Dalam pertimbangan saat itu, MK mencontohkan kasus penghinaan penguasa di negara lain juga bersifat delik aduan. Negara yang dijadikan contoh oleh MK adalah Jepang.

“Penuntutan terhadap pelaku pelanggaran atas Pasal 207 KUHP oleh aparat penyelenggara negara memerlukan penyesuaian di masa depan sejalan dengan pertimbangan Mahkamah mengenai Pasal 134, Pasal 136 bis, dan Pasal 137 KUHPidana,” bunyi petikan penjelasan MK di Putusan Nomor 13-22/2006.
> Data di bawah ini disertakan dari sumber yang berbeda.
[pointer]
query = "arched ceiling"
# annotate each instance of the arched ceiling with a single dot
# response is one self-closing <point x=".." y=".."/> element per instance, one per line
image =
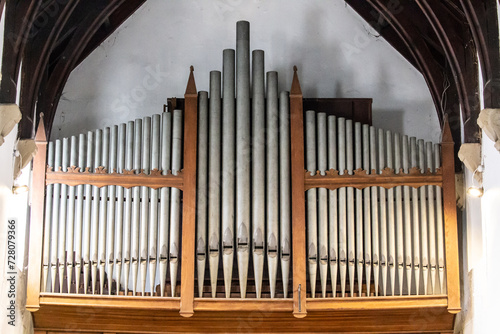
<point x="445" y="40"/>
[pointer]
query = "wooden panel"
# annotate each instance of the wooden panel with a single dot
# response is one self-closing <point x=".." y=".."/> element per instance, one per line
<point x="450" y="220"/>
<point x="36" y="221"/>
<point x="260" y="320"/>
<point x="298" y="199"/>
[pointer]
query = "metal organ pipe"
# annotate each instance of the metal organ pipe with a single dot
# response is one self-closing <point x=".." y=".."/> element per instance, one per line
<point x="285" y="209"/>
<point x="214" y="167"/>
<point x="358" y="164"/>
<point x="242" y="150"/>
<point x="322" y="203"/>
<point x="312" y="230"/>
<point x="228" y="166"/>
<point x="366" y="210"/>
<point x="103" y="213"/>
<point x="342" y="227"/>
<point x="258" y="167"/>
<point x="175" y="209"/>
<point x="332" y="203"/>
<point x="166" y="160"/>
<point x="110" y="233"/>
<point x="153" y="208"/>
<point x="79" y="214"/>
<point x="136" y="206"/>
<point x="118" y="243"/>
<point x="127" y="233"/>
<point x="70" y="230"/>
<point x="202" y="190"/>
<point x="272" y="177"/>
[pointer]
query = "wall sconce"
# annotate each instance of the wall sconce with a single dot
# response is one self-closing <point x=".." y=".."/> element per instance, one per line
<point x="476" y="190"/>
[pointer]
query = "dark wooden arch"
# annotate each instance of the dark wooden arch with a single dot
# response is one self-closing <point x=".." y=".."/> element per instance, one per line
<point x="444" y="40"/>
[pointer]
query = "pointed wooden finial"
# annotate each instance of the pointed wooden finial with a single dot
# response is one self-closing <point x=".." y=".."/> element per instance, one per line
<point x="191" y="86"/>
<point x="446" y="136"/>
<point x="41" y="135"/>
<point x="295" y="90"/>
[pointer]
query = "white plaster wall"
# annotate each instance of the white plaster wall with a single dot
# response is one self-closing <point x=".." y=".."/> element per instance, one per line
<point x="337" y="54"/>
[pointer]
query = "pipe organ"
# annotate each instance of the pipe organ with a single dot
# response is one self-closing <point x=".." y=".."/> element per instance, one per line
<point x="242" y="202"/>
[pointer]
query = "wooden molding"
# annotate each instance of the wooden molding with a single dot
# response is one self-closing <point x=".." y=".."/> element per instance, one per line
<point x="362" y="179"/>
<point x="127" y="179"/>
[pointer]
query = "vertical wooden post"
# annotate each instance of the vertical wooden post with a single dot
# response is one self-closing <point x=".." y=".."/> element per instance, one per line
<point x="37" y="220"/>
<point x="298" y="198"/>
<point x="450" y="219"/>
<point x="189" y="197"/>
Pandangan MK tentang Pasal 207 KUHP menimbulkan konsekuensi bagi Presiden dan Wapres agar hadir dalam persidangan yang menggunakan aturan itu sebagai dakwaan. Choky menyebut, kehadiran Presiden dan Wapres diperlukan sebagai saksi korban.

"Selain itu, sebenarnya MK implisit menyatakan ketentuan-ketentuan tentang penghinaan terhadap pemerintah yang sah bisa menimbulkan ketidakpastian hukum karena amat tergantung pada tafsir apakah suatu protes, pernyataan pendapat, atau pikiran merupakan kritik atau penghinaan,” kata Choky.

Ketua Harian Masyarakat Pemantau Peradilan Indonesia (MaPPI) FH UI ini menambahkan penggunaan aturan soal penghinaan terhadap pemerintah juga bisa menghambat hak kebebasan berpendapat. Choky menganggap penggunaan Pasal 207 KUHP dalam vonis Asma Dewi tak tepat dan seharusnya dihindari penegak hukum.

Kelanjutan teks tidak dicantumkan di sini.